- Film poster
- Directed by: Chella Thangaiah
- Produced by: T. Chithirai Selvi
- Starring: Senthil Ganesh Gayatri Rema Chella Thangaiah
- Cinematography: Ezhil Selvan
- Edited by: T. Pannier Selvam R. Kesavan
- Music by: Chella Thangaiah
- Production company: A Vimal Production
- Release date: 25 October 2018;
- Running time: 120 minutes
- Country: India
- Language: Tamil

= Karimugan =

2018 Indian Tamil-language romantic comedy drama film by Chella Thangaiah

Karimugan is a 2018 Indian Tamil-language action comedy film written and directed by Chella Thangaiah. The film stars folk singer Senthil Ganesh and Gayatri Rema in the main lead roles. The plot of the film based on the teenage love and about a man Karimugan who hails from Pudukkottai comes to Chennai to solve his family dispute. The music for the film and the lyrics for the film were also written by the director Chella Thangaiah.

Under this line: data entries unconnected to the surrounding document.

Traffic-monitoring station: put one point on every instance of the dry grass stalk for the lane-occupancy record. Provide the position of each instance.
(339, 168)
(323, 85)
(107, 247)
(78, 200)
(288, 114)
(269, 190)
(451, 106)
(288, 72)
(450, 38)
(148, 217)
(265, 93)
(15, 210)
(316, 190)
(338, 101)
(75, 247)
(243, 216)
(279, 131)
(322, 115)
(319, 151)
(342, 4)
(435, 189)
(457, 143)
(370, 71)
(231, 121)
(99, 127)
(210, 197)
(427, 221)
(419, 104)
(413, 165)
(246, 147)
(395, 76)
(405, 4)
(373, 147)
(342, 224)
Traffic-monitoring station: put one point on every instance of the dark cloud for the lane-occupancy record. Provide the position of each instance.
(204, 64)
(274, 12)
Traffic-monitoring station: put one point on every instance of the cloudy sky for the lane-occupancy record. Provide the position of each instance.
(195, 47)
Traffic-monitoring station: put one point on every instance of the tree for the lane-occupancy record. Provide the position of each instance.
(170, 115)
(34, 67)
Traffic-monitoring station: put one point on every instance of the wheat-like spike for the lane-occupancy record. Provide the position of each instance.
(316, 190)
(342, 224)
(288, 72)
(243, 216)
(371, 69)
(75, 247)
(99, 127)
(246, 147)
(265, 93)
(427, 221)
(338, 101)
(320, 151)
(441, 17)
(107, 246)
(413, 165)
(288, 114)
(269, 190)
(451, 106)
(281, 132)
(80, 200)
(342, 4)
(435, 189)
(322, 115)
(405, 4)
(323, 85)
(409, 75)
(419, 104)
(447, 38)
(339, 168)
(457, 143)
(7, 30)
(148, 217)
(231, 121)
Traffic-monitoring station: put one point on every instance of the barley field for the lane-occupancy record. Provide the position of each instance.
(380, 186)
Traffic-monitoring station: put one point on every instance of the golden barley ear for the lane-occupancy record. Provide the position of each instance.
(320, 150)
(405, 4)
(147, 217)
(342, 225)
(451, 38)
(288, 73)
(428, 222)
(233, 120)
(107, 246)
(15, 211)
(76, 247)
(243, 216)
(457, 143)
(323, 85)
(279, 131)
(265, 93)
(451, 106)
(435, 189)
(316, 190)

It was released on 25 October 2018 and received extremely negative reviews from critics.

== Production ==
The film project was announced by director Chella Thangaiah, who is well known as the music teacher of popular folk singer Senthil Ganesh. This was Senthil Ganesh's second film after Thirudu Pogatha Manasu (2014) and was also the second collaboration between Senthil Ganesh and Chella Thangaiah. Senthil was signed to play the lead role in the film as an electrician while being a contestant in the Super Singer 6. Newcomer Gayatri Rema made her film acting debut through this film who was originally based from Kerala and was roped into play the female lead opposite Senthil Ganesh in the film after being auditioned.